WhatsApp and other secure messaging apps have sounded the alarm about an “unprecedented threat” to UK citizens and people who communicate with them.
It is the latest alarm from WhatsApp, Signal and others about the UK’s planned Online Safety Bill. The legislation aims to protect people online – but security experts have warned that parts of the bill could force apps to weaken the technology that keeps messages safe.
As such, the law would pose an “unprecedented threat to the privacy, safety and security of every UK citizen and the people with whom they communicate around the world”, according to a new open letter.
That letter was addressed to “anyone who cares about safety and privacy on the internet”, and was signed by the head of not only WhatsApp but also Signal, Viber, Element, OPTF/Session, Threema and Wire.
“Private messages are private,” wrote Will Cathcart, head of WhatsApp, in a separate tweet. “We oppose proposals to scan people’s private messages, and we’re proud to stand with other apps to defend encryption and your right to privacy.”
Mr Cathcart has repeatedly suggested that WhatsApp could be forced to turn off service for UK citizens, since it would refuse to comply with any rules that required it to weaken security. Signal and other apps have said they would take the same stance.
“As end-to-end-encrypted communication services, we urge the UK Government to address the risks that the Online Safety Bill poses to everyone’s privacy and safety,” the letter begins. “It is not too late to ensure that the Bill aligns with the Government’s stated intention to protect end-to-end encryption and respect the human right to privacy.”
The government has indicated that it is not the intention of the bill that it will be used to limit end-to-end encryption. But critics and messaging apps have argued that the legislation should be written more precisely, to ensure that it cannot be used that way.

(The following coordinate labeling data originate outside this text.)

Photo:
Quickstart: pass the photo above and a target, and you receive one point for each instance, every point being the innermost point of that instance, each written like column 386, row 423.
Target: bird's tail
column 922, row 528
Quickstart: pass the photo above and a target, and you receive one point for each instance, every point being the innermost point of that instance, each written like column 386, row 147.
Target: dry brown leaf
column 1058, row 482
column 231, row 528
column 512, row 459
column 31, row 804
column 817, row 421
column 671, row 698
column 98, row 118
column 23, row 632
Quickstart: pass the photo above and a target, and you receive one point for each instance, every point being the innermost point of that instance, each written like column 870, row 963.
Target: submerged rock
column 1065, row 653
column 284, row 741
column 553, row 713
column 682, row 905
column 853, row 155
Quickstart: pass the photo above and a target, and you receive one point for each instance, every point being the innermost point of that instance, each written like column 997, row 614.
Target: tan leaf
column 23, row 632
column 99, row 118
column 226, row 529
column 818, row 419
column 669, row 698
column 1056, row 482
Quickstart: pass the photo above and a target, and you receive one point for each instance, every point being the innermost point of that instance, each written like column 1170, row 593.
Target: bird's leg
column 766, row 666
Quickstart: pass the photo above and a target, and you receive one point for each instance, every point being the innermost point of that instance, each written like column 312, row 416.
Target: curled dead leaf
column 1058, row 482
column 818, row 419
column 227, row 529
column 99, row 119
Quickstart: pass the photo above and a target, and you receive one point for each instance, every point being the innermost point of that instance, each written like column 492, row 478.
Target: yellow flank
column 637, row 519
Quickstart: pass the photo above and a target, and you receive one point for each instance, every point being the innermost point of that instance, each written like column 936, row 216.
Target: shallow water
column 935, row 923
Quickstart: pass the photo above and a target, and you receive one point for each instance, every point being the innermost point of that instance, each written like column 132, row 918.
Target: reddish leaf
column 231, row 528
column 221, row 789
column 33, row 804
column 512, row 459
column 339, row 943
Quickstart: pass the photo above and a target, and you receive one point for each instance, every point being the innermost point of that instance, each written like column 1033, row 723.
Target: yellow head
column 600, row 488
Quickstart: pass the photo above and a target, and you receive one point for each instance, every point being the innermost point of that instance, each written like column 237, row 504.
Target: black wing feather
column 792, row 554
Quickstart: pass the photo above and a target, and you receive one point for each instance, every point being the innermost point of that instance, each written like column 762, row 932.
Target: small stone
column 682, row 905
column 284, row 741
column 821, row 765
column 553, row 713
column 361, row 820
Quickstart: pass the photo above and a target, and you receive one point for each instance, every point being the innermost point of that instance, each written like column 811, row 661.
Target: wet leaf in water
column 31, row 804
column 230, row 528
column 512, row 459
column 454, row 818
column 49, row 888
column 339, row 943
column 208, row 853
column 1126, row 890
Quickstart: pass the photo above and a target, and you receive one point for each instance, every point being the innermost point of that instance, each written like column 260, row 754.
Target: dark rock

End-to-end encryption is a technology used in apps such as WhatsApp to ensure that only the sender and recipient of a message can read it. It means that the message cannot be intercepted by third-parties – locking out law enforcement and hackers, as well as the messaging platforms themselves.
Messaging apps have voiced concern that the new law could allow regulator Ofcom to force apps to scan through messages to ensure that illegal content such as child abuse imagery is not being distributed on their platform. But security experts say that would require weakening security for everyone, since there is no way to break encryption on specific messages.
“As currently drafted, the Bill could break end-to-end encryption, opening the door to routine, general and indiscriminate surveillance of personal messages of friends, family members, employees, executives, journalists, human rights activists and even politicians themselves, which would fundamentally undermine everyone’s ability to communicate securely,” the letter reads.
“The Bill provides no explicit protection for encryption, and if implemented as written, could empower Ofcom to try to force the proactive scanning of private messages on end-to-end encrypted communication services - nullifying the purpose of end-to-end encryption as a result and compromising the privacy of all users.”
It ends with a plea to the government to rewrite the bill. While it does not threaten to cut off service if the bill is not changed, WhatsApp and others have repeatedly made clear that they could do so.
“The UK Government must urgently rethink the Bill, revising it to encourage companies to offer more privacy and security to its residents, not less. Weakening encryption, undermining privacy, and introducing the mass surveillance of people’s private communications is not the way forward,” it concludes.